TOWSON, MD – Baltimore County Public Schools has been awarded 10 artist-in-residence grants for the 2019-2020 school year. These grants are presented by the Baltimore County Executive and Baltimore County Council based on recommendations from the Baltimore County Commission on Arts and Sciences.

“These grants offer our students more opportunities to work alongside prominent local artists,” said Sherri Fisher, coordinator of the Office of Visual Arts. “We deeply appreciate our visual arts teachers for taking the extra time to seek out and make possible these amazing opportunities to engage our young artists and our communities.”

All but one of the artist-in-residence grants are for $1,000 each and for visual arts projects. The remaining $5,000 grant will support a dance artist residency focused on nurturing more male dancers.

“With the grant, we work with Vincent Thomas, an associate professor of dance at Towson University, and founder of VTDance, to uplift all students, but especially male students, through movement, through the medium of dance,” said Sonia Synkowski, dance resource teacher. Synkowski describes Thomas as “masterful in teaching dance in a way that is accessible for male students.”

From January – June 2020, Thomas will teach master classes at several schools. The classes will be offered to male dance students and other male students who might be interested or might benefit. In March, two field trips are offered – one for middle school and one for high school – during which male BCPS students take a Movement Skills for Dance class on Towson University’s campus, tour the campus, and eat lunch with university students and faculty. Finally, Thomas directs a BCPS Men’s Ensemble, which rehearses with him weekly and performs at BCPS events and with his dance company.

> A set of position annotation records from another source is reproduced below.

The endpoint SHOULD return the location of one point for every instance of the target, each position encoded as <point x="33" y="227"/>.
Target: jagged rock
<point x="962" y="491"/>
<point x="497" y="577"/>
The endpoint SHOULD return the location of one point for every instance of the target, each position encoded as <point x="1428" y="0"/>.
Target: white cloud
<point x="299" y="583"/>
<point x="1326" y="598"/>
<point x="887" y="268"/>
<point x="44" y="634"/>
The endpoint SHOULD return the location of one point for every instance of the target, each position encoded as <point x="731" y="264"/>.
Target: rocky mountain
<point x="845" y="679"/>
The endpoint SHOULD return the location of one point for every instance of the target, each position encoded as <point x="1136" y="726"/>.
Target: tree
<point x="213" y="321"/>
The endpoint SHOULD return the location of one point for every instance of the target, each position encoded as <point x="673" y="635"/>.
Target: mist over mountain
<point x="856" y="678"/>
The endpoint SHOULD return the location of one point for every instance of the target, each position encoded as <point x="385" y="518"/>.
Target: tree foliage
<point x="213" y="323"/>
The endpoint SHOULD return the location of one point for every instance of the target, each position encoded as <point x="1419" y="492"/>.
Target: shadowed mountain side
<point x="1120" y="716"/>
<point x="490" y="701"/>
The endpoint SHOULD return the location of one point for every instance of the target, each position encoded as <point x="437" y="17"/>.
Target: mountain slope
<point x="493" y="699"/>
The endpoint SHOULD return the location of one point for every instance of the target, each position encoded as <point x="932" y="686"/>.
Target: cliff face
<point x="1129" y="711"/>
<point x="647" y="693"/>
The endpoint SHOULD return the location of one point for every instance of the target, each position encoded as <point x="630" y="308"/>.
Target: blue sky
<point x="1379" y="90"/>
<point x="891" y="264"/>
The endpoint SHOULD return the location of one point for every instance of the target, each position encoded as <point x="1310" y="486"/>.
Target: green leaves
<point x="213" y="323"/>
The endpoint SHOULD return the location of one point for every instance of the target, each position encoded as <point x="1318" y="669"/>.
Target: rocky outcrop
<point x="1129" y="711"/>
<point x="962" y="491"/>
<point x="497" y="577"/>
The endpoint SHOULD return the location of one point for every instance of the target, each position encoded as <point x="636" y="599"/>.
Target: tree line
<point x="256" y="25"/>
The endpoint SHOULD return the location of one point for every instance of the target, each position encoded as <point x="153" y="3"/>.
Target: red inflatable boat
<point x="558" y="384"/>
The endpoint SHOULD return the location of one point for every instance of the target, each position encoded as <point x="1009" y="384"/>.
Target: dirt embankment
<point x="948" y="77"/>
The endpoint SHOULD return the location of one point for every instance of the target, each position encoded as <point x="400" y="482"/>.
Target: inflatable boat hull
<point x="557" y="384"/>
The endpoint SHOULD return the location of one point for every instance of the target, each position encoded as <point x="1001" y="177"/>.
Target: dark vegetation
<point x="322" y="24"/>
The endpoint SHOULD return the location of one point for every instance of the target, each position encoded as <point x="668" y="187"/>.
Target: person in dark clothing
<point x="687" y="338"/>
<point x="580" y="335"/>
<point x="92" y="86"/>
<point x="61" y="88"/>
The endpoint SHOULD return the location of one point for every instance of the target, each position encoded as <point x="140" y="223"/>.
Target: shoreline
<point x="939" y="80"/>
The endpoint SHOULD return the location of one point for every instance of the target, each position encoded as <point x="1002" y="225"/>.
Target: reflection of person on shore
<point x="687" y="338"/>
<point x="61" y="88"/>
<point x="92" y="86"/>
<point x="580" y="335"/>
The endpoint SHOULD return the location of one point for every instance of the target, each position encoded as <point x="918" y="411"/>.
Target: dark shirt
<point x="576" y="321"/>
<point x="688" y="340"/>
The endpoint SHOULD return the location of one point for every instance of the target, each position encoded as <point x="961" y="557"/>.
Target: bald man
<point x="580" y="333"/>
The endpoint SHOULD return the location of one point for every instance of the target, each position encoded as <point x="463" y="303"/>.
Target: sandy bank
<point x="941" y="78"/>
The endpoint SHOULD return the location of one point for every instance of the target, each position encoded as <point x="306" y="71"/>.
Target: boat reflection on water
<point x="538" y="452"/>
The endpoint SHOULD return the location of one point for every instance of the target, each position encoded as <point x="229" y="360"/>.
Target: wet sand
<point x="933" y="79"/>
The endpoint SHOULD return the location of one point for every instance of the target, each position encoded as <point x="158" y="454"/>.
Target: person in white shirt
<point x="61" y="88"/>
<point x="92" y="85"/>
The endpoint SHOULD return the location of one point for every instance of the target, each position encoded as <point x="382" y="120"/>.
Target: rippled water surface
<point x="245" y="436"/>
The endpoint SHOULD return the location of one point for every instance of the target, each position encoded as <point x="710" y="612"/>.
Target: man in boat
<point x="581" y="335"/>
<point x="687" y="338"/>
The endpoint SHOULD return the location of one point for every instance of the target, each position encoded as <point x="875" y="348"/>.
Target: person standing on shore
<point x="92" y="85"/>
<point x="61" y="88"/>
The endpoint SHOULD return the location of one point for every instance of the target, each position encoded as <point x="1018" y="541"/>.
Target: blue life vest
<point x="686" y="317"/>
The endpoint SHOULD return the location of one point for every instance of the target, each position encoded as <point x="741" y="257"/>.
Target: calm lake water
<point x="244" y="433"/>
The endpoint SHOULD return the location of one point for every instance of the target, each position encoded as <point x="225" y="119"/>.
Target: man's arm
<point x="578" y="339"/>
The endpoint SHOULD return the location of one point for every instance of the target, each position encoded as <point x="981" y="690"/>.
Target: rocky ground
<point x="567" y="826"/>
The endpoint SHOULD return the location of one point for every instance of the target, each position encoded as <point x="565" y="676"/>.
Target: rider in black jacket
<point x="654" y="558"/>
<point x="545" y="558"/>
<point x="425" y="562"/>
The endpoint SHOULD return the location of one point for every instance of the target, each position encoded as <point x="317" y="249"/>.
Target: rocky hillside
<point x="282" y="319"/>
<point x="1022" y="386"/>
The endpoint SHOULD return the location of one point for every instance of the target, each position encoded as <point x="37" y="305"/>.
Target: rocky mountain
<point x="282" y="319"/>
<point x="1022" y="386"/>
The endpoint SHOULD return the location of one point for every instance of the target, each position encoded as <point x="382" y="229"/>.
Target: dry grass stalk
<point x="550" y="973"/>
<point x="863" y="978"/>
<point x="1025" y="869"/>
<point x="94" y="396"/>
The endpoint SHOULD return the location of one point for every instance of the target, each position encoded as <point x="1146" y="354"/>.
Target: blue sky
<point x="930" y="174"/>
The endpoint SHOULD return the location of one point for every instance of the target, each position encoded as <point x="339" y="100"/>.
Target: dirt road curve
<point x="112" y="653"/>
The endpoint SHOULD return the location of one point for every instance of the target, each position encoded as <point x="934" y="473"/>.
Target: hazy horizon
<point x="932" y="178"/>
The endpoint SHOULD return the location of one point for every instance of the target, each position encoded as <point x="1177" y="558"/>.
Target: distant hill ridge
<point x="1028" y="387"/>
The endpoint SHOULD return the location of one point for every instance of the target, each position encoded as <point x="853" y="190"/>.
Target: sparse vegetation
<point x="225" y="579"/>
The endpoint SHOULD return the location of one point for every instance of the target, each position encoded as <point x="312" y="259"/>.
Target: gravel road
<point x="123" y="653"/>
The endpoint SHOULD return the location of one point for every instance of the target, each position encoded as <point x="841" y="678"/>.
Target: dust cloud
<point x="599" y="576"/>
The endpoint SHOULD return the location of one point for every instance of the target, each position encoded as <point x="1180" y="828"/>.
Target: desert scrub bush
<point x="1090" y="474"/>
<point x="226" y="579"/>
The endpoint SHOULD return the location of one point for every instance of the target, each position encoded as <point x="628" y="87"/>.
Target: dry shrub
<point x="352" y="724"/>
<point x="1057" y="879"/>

The visual arts grant projects are:

    • Students in the Digital Arts courses and AP Art at Randallstown High School will work with Becky Slogeris to develop an interactive campus installation, which engages student voice and discussion about the power and impact of words.

 

    • Shady Spring Elementary School students in Rosedale will work with mural artist Pablo M Machioli to illustrate their school mission, “Who can I lift up today?”

 

    • Artist Richard Holt will visit Patapsco High School & Center for the Arts for a series of workshops demonstrating technique, as students produce their own figurative artworks and engage in critique and exhibit of the figures.

 

    • Baltimore artist Larry Poncho Brown will make a presentation to Dogwood Elementary School’s Grade 5 classes to discuss growing up in Baltimore, his family, education, background, and the pitfalls and successes of being an artist/entrepreneur.

 

    • Working with Diane Macklin, Grade 6 students at Franklin Middle School will use performance and traditional storytelling to generate ideas for their visual personal narrative artworks.

 

    • The Visual Arts Department at Southwest Academy Magnet School will bring Megan Lewis to the school to work with students to develop and create a mural design. Through this project, a space will be transformed into an art display area and creative work environment for students.

 

    • Woodlawn Middle School’s Grade 8 art students will work with photojournalist Kyle Pompey to create a video to share their school’s collective perspective. Students will synthesize this into a mural. The video and mural will be unveiled at the end of the school year.

 

  • Artist Laura Numsen will facilitate a discussion and art workshop on the brain and emotions with the entire student body (Kindergarten – Grade 5) of Lutherville Laboratory Elementary School. Students will produce and present their work for the school community.
  • Artist Eric Volkmann will work with students at Catonsville Middle School to complete a new mosaic mural to continue their tradition of inspirational historical figures represented throughout their school building.